La photolyse des HAP en phase gazeuse n’est pas une voie de dégradation avérée. Ce type de processus peut devenir majoritaire pour des produits d’oxydation primaire ou secondaire comme les nitro-HAP ou certains HAP oxygénés (Atkinson et al., 1989 ; Wang et al., 2006 ; Healy et al., 2012 ; Nishino et al., 2012).

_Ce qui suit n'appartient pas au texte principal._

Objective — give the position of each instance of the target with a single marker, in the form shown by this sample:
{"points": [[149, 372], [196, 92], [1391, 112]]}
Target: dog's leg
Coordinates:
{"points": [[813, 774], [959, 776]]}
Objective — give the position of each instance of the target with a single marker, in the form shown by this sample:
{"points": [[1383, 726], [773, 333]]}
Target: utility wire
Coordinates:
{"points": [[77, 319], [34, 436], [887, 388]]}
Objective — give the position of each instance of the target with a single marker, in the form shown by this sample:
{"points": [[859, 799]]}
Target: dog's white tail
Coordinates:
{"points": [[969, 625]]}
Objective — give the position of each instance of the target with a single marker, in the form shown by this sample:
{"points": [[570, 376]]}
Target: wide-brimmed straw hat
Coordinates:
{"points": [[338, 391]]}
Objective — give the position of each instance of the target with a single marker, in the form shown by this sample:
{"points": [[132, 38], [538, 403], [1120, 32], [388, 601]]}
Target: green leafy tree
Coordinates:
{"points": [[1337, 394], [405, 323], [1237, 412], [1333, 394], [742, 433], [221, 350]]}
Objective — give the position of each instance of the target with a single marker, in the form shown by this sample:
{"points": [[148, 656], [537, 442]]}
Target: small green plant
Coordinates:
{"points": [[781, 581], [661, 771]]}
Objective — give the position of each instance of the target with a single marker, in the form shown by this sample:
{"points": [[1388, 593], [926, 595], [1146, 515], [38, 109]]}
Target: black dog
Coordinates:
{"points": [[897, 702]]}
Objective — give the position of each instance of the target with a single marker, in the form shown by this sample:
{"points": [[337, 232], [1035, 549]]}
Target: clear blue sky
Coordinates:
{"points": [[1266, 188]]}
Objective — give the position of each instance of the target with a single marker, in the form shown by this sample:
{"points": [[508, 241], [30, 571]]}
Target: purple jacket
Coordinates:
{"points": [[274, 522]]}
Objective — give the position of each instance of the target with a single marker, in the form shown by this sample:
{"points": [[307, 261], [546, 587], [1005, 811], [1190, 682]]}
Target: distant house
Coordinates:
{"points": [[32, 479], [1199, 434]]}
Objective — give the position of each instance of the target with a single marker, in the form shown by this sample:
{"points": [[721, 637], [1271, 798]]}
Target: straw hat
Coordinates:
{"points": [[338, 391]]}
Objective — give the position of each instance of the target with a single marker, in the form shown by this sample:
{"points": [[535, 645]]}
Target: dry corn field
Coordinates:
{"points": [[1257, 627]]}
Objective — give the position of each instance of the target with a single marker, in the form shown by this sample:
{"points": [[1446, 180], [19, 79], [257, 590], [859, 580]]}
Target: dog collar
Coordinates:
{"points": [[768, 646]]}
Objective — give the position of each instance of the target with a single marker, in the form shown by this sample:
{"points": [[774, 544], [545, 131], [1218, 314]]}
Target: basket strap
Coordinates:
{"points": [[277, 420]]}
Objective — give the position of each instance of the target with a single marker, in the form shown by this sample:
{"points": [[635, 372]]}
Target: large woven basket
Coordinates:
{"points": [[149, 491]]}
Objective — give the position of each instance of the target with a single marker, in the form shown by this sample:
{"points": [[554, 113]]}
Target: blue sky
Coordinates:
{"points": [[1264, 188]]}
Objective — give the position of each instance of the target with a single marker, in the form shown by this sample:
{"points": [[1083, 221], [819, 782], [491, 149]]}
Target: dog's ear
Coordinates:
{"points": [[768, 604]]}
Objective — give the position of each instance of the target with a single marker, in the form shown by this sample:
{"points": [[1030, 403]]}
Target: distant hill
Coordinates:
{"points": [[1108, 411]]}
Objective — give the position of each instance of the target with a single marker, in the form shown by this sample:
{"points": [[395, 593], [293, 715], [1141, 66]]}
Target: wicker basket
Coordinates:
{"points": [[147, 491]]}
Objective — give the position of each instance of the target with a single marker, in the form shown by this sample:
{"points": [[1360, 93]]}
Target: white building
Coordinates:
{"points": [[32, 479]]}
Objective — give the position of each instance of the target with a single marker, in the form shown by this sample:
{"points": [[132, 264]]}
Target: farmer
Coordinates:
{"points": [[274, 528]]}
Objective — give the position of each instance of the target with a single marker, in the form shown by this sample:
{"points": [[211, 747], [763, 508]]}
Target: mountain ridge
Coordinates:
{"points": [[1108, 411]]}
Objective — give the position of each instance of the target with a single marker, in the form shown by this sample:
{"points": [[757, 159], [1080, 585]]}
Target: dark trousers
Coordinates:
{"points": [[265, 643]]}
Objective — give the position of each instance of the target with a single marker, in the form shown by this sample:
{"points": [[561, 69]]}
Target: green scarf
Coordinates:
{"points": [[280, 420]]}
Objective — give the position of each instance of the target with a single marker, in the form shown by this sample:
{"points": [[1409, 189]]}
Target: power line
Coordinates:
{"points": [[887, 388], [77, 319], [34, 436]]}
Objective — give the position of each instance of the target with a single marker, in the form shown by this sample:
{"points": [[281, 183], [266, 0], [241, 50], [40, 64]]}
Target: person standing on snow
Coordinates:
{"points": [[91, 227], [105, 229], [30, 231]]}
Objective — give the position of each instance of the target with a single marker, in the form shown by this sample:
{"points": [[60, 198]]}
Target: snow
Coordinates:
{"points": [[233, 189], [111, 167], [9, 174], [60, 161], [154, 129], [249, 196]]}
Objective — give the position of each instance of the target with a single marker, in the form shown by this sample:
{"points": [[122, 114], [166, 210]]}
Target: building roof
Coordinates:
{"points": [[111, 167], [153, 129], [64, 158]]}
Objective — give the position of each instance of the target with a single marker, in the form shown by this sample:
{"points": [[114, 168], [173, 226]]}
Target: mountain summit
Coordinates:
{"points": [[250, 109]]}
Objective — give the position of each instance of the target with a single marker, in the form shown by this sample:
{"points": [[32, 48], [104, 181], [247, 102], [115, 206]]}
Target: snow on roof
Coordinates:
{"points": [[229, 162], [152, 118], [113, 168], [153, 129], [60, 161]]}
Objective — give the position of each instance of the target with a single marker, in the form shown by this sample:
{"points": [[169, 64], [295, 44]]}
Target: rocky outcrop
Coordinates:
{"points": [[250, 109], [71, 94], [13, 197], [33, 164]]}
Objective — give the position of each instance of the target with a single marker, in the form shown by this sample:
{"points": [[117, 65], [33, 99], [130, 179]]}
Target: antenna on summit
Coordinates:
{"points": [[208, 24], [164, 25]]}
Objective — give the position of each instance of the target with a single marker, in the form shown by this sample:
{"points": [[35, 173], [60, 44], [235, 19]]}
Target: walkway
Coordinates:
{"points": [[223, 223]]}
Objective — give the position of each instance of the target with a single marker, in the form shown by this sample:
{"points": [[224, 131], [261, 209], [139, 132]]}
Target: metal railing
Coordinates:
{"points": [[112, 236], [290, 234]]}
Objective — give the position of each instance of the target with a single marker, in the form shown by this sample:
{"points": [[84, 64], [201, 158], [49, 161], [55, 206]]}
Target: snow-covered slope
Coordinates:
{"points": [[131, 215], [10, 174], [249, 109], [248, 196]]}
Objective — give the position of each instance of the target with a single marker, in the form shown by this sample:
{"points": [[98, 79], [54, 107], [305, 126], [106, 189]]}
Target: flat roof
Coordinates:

Dans l’atmosphère, l’oxydation des HAP conduit à la formation de composés carbonylés ou nitrés, quel que soit l’oxydant envisagé. Les différentes études ayant caractérisé les produits en phases particulaire et gazeuse, ont montré lors de l’oxydation avec NO3, OH ou O3 que les produits formés ont des structures similaires (Wang et al., 2007 ; Chan et al., 2009, Lee et Lane, 2009, 2010, Kautzman et al., 2010). Cependant, les rapports de branchement et les rendements de formation des différents produits d’oxydation primaire ou secondaire sont variables. Par exemple, le rendement de formation des composés nitrés est plus important lors des processus d’oxydation du naphtalène par le radical nitrate que par le radical hydroxyle en présence de NOx : 1-nitronaphtalène (0,012 ± 0,009) avec OH et (0,244 ± 0,065) avec NO3 ; 2-nitronaphtalène (0,013 ± 0,011) avec OH et (0,110 ± 0,036) avec NO3 (Sasaki et al., 1997b).